A survey of 3,015 physicians from more than 25 specialties indicated that 62 percent of doctors have adopted tablet computers for professional purposes as of the first quarter of 2012. The Taking the Pulse U.S. 2012 report, compiled by Manhattan Research, may have implications for physician marketing.
Taking the Pulse is an annual survey to gauge doctors' use of the internet, digital media and mobile devices. For the first quarter of 2012, researchers conducted an online survey of American physicians from various specialties, including primary care, pediatricians, cardiologists, oncologists, gastroenterologists and OB/GYNs.
Results showed that the adoption rate of tablet computers for professional purposes nearly doubled since 2011, with iPads being the most common product. About half of doctors who had tablets used them at the point of care.
The researchers also found that doctors who had three screens for computing - tablets, smartphones and desktop/laptop devices - tended to use the internet more than survey respondents who had only one or two screens. More than two-thirds of doctors watched video to keep up to date on the latest clinical practices.

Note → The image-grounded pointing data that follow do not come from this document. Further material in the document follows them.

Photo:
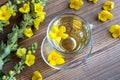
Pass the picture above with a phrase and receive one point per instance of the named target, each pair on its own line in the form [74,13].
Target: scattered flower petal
[55,58]
[105,15]
[108,5]
[28,32]
[94,1]
[21,52]
[38,7]
[57,34]
[39,19]
[30,59]
[37,76]
[25,8]
[76,4]
[5,12]
[115,30]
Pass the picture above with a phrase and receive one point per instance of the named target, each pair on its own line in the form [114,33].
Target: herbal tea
[77,31]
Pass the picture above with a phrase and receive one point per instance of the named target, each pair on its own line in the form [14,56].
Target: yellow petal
[108,5]
[51,35]
[53,63]
[112,28]
[62,29]
[57,40]
[54,28]
[64,36]
[60,61]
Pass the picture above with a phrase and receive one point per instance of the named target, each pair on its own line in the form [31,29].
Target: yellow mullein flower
[37,76]
[76,4]
[30,59]
[94,1]
[55,58]
[28,32]
[108,5]
[115,30]
[39,19]
[105,15]
[38,7]
[11,72]
[5,12]
[57,34]
[21,52]
[25,8]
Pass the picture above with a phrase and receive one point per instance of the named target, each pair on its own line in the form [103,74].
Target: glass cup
[76,42]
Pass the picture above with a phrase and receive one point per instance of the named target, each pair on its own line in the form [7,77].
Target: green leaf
[1,74]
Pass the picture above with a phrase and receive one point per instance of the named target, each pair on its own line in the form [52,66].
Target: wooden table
[104,64]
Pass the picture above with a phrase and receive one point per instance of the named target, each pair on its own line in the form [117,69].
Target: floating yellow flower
[76,4]
[115,30]
[28,32]
[37,76]
[5,13]
[57,34]
[38,7]
[30,59]
[94,1]
[55,58]
[25,8]
[39,19]
[21,52]
[105,15]
[108,5]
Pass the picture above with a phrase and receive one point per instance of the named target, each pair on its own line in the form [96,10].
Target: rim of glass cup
[67,14]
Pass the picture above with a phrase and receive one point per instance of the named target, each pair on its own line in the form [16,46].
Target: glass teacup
[72,39]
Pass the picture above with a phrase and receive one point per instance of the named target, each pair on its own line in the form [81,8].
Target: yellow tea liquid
[77,31]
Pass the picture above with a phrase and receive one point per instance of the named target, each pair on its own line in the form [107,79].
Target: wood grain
[104,64]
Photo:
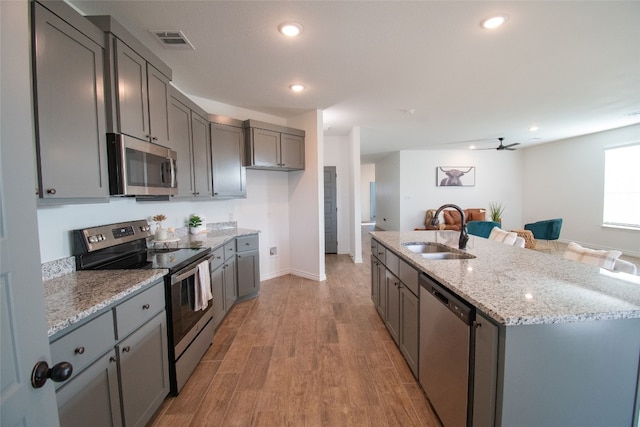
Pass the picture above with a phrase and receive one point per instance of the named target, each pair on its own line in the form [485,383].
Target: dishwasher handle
[443,299]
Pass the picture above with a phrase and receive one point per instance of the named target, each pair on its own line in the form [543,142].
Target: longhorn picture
[452,177]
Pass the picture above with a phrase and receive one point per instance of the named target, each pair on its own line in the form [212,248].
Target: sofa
[451,220]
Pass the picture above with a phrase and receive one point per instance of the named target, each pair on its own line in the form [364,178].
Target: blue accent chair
[548,230]
[481,228]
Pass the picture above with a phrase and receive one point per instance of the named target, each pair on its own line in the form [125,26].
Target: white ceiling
[570,68]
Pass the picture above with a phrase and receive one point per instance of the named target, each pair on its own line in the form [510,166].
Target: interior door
[330,211]
[23,323]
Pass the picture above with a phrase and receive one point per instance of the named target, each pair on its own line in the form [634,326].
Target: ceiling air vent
[172,39]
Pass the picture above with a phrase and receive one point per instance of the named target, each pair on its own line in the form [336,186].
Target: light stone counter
[516,286]
[76,296]
[213,238]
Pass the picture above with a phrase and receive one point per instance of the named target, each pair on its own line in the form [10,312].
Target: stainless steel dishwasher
[445,341]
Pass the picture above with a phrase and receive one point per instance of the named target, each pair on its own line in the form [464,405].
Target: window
[622,187]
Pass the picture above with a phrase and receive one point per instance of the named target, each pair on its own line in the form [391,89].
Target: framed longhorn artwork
[455,176]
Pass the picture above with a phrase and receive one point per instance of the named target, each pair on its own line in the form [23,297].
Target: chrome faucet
[464,237]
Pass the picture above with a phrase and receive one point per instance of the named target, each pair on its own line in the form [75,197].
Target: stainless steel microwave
[140,168]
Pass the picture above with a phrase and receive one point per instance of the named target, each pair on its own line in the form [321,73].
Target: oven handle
[180,276]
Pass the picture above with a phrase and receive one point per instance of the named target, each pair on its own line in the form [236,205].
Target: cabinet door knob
[58,373]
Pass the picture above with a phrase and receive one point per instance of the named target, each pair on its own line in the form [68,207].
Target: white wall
[566,179]
[498,178]
[355,196]
[306,197]
[336,153]
[388,192]
[367,175]
[266,208]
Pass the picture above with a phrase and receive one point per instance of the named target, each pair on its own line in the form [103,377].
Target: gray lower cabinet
[394,291]
[120,375]
[223,281]
[227,156]
[189,137]
[248,266]
[144,375]
[408,339]
[485,374]
[69,102]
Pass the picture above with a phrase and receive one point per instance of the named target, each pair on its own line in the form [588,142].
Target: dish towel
[202,286]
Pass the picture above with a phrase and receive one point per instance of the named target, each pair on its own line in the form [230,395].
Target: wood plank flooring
[303,353]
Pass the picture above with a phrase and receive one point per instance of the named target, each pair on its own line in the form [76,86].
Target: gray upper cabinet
[201,154]
[137,86]
[227,154]
[189,137]
[141,96]
[180,141]
[273,147]
[70,109]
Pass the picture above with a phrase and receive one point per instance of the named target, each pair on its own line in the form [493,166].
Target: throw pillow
[601,258]
[502,236]
[477,215]
[451,217]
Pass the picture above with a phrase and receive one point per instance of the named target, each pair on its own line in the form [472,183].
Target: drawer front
[392,262]
[381,252]
[247,243]
[229,249]
[217,259]
[85,344]
[139,309]
[409,276]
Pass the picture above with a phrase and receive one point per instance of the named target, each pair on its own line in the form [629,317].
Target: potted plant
[196,224]
[160,233]
[495,211]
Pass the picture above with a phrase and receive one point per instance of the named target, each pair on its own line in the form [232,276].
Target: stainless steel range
[124,246]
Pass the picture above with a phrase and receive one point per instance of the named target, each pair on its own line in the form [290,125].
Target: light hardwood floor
[303,353]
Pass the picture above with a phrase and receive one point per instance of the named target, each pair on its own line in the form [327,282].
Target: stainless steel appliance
[445,342]
[140,168]
[124,246]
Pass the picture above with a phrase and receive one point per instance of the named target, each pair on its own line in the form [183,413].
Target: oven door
[186,321]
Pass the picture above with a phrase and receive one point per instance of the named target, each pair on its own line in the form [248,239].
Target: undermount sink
[432,250]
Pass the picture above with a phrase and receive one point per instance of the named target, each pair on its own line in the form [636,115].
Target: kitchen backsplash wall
[265,209]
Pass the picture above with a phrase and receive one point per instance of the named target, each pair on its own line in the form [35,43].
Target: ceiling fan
[501,146]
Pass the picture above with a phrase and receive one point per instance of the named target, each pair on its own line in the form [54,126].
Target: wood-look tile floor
[303,353]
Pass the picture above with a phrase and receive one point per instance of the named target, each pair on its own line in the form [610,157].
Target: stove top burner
[116,254]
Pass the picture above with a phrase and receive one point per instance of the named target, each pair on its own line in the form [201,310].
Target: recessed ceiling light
[494,21]
[290,29]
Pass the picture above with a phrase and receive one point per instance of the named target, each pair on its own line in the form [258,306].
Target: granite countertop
[212,238]
[74,297]
[517,286]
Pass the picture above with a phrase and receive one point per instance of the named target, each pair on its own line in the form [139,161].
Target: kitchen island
[555,342]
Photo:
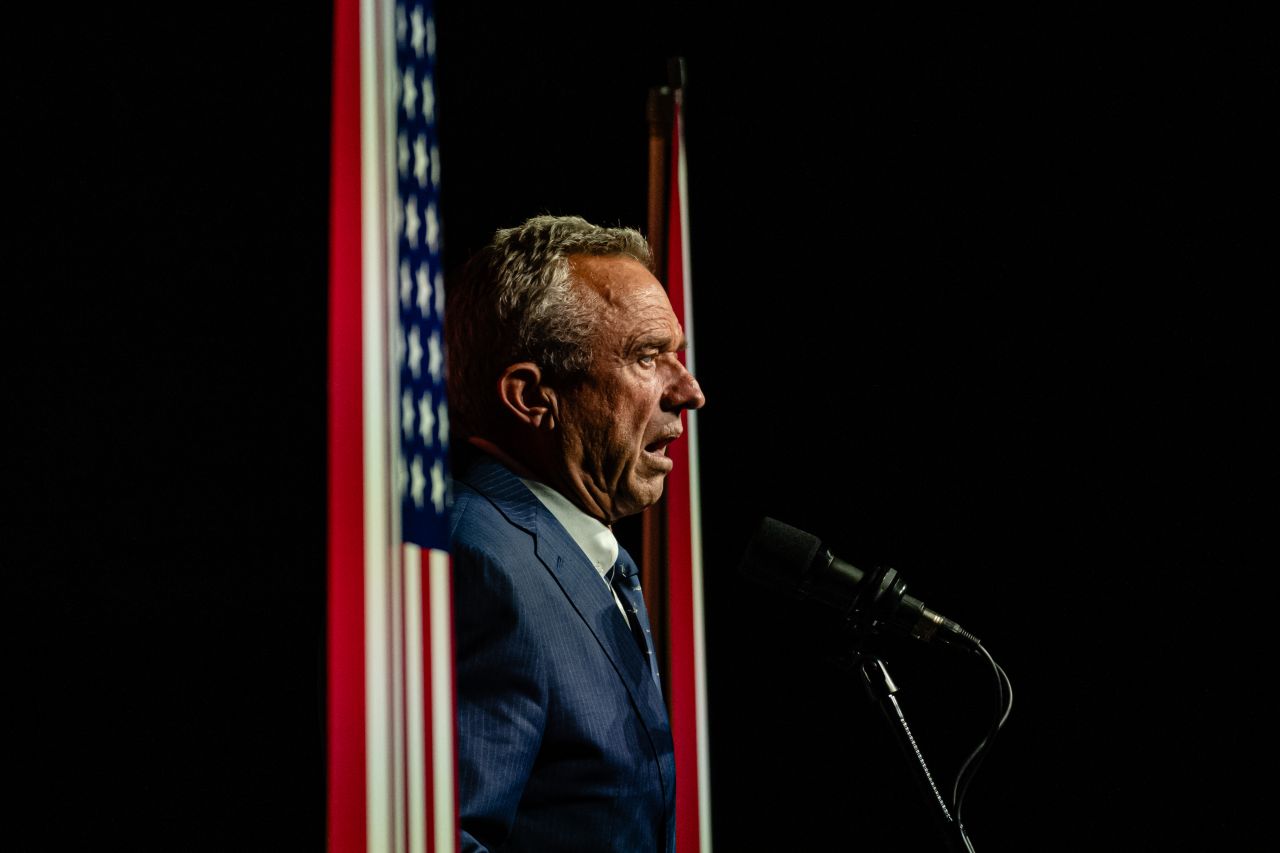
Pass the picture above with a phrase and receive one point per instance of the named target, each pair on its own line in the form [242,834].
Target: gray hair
[516,301]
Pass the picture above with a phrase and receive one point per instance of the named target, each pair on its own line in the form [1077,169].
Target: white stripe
[379,797]
[695,520]
[414,693]
[442,701]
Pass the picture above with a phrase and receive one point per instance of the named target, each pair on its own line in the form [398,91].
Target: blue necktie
[625,579]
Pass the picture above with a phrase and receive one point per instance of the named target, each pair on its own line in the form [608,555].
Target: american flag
[391,658]
[682,506]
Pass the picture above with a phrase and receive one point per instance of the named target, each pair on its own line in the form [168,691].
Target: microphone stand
[881,689]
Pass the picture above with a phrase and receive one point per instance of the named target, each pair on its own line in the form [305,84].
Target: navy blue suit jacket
[563,738]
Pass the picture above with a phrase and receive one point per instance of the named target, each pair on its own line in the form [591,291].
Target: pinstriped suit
[563,739]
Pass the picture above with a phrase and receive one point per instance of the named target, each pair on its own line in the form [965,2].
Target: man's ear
[524,395]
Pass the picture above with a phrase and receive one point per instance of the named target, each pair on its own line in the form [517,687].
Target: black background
[988,300]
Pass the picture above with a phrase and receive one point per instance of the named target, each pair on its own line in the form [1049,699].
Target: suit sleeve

When it came to social networking, the adoption rate between 2011 and 2012 remained unchanged. Furthermore, doctors who had social networking were more likely to communicate with colleagues they knew offline than they were to connect with fellow physicians they only met online.
"Physicians are evolving in ways we expected - only faster," said Monique Levy, vice president of research at Manhattan Research. "The skyrocketing adoption rates of tablets alone, especially iPads, means healthcare stakeholders should revisit many of their assumptions about reaching and engaging with this audience."
Devices such as tablet computers and smartphones are changing the way that people use the internet. One survey from Digital Buzz suggested that by 2014, more individuals will access the web through a mobile device than a desktop computer.